Updated Dalvik VM Dex File Format

(lame dex file photoshopping joke huh?)
In my quest to writing a successful injector I’ve had to do a ton of digging into the dex file format. While mostly everything is open source, it’s not exactly easy to find all of the information - let alone understand it. A great resource I’ve mentioned previously was the “Dalvik VM Dex File Format” over at retrodev.org. This resource is sadly out dated and no longer updated by pavone, but it does provide a wealth of information. I figured I’d post my results just as pavone has done so that anyone looking for the information will hopefully find it. Note that pavone’s version of the dex file he was examining was ‘dex 009’ according to the magic. The current one as of this posting is ‘dex 035’. I’ll repost this data as I figure out more about it and exactly how it is modified.
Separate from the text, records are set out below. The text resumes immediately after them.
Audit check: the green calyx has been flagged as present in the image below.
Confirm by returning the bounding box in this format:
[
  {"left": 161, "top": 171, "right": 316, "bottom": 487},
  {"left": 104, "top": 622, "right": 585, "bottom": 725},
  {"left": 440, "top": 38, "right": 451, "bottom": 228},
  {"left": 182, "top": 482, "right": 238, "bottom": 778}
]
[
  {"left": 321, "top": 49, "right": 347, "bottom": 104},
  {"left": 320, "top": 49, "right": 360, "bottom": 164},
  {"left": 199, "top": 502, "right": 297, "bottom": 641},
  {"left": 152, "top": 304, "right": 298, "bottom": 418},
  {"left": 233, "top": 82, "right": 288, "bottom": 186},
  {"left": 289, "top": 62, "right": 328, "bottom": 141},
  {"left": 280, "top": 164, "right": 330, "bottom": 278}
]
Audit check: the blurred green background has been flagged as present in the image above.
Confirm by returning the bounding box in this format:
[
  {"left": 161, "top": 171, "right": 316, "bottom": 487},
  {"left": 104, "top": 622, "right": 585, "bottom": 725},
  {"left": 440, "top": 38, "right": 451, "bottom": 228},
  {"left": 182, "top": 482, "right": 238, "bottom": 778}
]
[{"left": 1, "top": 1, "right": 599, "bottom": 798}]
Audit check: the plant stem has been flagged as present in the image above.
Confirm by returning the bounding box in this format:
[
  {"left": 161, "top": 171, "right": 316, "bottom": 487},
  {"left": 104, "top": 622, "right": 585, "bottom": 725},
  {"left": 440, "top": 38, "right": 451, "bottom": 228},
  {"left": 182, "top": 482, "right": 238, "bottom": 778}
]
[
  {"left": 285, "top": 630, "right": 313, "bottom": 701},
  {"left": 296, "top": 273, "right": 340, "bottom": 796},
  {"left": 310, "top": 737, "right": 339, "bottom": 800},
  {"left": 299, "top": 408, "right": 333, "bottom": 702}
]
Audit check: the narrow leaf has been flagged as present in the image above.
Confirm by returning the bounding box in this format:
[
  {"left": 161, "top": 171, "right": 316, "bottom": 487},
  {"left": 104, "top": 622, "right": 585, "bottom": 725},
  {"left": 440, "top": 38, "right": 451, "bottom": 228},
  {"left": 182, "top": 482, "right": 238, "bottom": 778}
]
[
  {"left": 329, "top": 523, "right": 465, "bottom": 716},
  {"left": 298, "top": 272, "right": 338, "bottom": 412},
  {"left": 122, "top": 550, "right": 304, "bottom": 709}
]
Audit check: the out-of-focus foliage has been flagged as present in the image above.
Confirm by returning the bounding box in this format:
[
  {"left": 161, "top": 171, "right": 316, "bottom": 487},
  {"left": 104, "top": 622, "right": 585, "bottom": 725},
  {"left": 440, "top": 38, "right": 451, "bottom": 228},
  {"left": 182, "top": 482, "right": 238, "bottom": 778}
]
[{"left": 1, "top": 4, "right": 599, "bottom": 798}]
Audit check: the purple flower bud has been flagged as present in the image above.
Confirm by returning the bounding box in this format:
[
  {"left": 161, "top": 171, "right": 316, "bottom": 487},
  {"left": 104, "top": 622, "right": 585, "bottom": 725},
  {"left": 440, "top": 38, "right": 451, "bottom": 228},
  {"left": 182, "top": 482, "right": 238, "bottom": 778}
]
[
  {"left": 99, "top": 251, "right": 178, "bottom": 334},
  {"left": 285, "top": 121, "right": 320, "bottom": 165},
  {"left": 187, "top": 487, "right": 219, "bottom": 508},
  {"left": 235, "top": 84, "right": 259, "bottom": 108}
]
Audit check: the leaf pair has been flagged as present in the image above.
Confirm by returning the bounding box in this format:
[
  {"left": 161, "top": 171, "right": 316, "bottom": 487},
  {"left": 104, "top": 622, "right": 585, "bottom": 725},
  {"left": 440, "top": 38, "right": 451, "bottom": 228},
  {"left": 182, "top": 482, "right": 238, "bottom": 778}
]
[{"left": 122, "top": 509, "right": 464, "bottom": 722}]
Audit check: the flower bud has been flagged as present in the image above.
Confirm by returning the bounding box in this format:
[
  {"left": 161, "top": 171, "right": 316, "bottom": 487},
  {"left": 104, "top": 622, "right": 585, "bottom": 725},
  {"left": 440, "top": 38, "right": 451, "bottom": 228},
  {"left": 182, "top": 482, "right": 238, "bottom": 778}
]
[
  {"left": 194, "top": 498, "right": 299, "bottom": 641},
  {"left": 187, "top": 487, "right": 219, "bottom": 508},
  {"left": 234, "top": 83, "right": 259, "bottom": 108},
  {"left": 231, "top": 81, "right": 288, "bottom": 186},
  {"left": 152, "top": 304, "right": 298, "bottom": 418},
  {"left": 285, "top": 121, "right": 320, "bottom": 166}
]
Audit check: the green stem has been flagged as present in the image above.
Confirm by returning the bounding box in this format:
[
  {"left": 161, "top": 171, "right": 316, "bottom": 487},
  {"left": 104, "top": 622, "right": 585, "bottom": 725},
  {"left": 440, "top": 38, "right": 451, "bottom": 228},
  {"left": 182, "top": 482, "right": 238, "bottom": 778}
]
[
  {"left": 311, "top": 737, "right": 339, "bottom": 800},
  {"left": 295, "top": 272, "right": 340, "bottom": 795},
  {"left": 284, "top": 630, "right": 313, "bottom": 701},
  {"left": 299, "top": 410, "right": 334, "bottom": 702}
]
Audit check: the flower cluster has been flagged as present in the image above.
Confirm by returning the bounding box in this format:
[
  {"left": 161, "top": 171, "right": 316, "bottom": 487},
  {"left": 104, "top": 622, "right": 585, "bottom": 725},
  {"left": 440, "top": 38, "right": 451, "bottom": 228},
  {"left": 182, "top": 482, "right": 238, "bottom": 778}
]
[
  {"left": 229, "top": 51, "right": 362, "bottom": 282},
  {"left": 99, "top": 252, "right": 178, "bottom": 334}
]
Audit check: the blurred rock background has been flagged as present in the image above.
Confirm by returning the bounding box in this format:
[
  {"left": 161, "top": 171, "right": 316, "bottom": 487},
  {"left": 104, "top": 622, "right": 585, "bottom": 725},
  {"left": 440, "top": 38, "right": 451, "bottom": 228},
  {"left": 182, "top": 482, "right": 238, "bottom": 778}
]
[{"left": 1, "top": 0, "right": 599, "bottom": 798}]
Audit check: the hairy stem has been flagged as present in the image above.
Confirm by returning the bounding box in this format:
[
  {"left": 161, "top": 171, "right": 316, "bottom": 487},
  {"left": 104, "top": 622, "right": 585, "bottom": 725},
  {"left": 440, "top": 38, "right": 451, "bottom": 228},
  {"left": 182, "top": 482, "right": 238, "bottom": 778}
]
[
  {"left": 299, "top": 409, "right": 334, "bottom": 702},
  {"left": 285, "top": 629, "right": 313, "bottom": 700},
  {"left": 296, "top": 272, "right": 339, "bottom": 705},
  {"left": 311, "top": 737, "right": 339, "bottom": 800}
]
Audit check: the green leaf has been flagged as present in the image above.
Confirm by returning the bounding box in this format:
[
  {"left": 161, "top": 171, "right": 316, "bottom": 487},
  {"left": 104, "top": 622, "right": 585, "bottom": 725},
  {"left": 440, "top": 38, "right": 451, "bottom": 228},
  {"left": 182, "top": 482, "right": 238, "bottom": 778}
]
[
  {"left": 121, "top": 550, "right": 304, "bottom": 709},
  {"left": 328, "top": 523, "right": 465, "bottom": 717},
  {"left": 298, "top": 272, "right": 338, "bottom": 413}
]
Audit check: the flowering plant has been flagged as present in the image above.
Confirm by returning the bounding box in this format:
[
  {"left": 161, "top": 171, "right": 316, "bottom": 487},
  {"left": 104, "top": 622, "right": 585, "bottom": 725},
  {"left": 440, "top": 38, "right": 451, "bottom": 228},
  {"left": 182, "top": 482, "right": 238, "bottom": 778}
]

Magic – 8 bytes – “dex\n035\0”
Checksum – 4 bytes – Adler32 checksum from bytes offset 12 and on
Signature – 20 bytes – SHA-1 of bytes from 32 on
File Size – 4 bytes – Exactly what it sounds like, the file size
Header Size – 4 bytes – Will always be “70”
Endian Tag – 8 bytes – Will always be “78563412”
Zeros – 8 bytes – Exactly that, eight bytes of zeros
Map Offset – 4 bytes – Leads to below, need more research on this though
String Table Size – 4 bytes – Size of the string’s table
String Table Offset – 4 bytes – Offset to the string table
TypeTable Size – 4 bytes – Size of the type’s table
Type Table Offset – 4 bytes – Offset to the type table
Prototype Table Size – 4 bytes – Size of the prototype’s table
Prototype Table Offset – 4 bytes – Offset to the prototype table
Field Table Size – 4 bytes – Size of the field’s table
Field Table Offset – 4 bytes – Offset to the field table
Method Table Size – 4 bytes – Size of the method’s table
Method Table Offset – 4 bytes – Offset to the method table
Class Table Size – 4 bytes – Size of the class’s table
Class Table Offset – 4 bytes – Offset to the class table

You can easily note that all the sizes of these fields end up adding up to 0x70, which is the “Header Size”. Also if above isn’t clear enough, after a dex file is created, the signature is applied - which is a SHA-1 digest of all the bytes below it’s position. The checksum is an Alder32 hash of all the bytes below itself, including the signature. I actually discussed this in a previous post where I posted the code for “ReDEX”, the post was entitled “DEX File signature and checksums“.

I’m actually revamping the “ReDEX” code to check and spit out this relevant information and more, though it’s not fully done. I’m also doing more research into the “Map” field and will hopefully be able to explain more about what is store, how it is stored and what not - more like the information originally presented on retrodev. Until then, this information will have to suffice, enjoy!